Identify required patches: VeOmni uses a patchgen system (veomni/patchgen/) to auto-generate model patches from HuggingFace models. Check if a patch spec already exists or if one needs to be created.

Phase 2: Create Model Patch

Create the model directory: veomni/models/transformers/<model_name>/
Required files:
- __init__.py — model registration (MODELING_REGISTRY / MODEL_CONFIG_REGISTRY / MODEL_PROCESSOR_REGISTRY)
- <model_name>_gpu_patch_gen_config.py — declarative patchgen config (replace_class / override_method / replace_function / modify_init / add_post_import_block / drop_import_names) defining all VeOmni patches against the upstream HF modeling
- <model_name>_npu_patch_gen_config.py — NPU patchgen config (often just imports the GPU config and applies NPU-specific overrides via name_map)
- parallel_plan.py — FSDP / TP / EP sharding plan
- generated/patched_modeling_<model_name>_{gpu,npu}.py — patchgen output (do NOT edit manually)
Patch patterns — follow existing models:
- Sequence parallel: declare an OpSlot for attention/loss and override forward via patchgen
- MoE: stack per-expert weights (gate_up_proj [E, 2*I, H] / down_proj [E, H, I]) and add a veomni_moe_experts_forward OpSlot
- Cross-entropy: add a veomni_causal_lm_loss OpSlot and return CausalLMOutputWithLogProbs
- Register the model class in the model package __init__.py (no entry in veomni/models/auto.py is needed for transformers models — registration happens via the per-model MODELING_REGISTRY decorators)
Run patchgen: make patchgen regenerates every generated/patched_modeling_*.py from the matching *_patch_gen_config.py.

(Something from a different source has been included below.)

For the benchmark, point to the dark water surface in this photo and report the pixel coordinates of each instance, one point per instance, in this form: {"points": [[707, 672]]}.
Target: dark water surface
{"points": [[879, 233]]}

Phase 3: Define Parallel Plan

Create parallel_plan.py in the model directory.
Define FSDP/FSDP2 sharding strategy:
- Which layers to wrap (typically transformer blocks)
- Activation checkpointing granularity
- Parameter dtype policies
If the model is MoE, define expert parallelism plan in addition to FSDP.
Reference existing parallel plans for guidance (e.g., veomni/models/transformers/qwen3/parallel_plan.py).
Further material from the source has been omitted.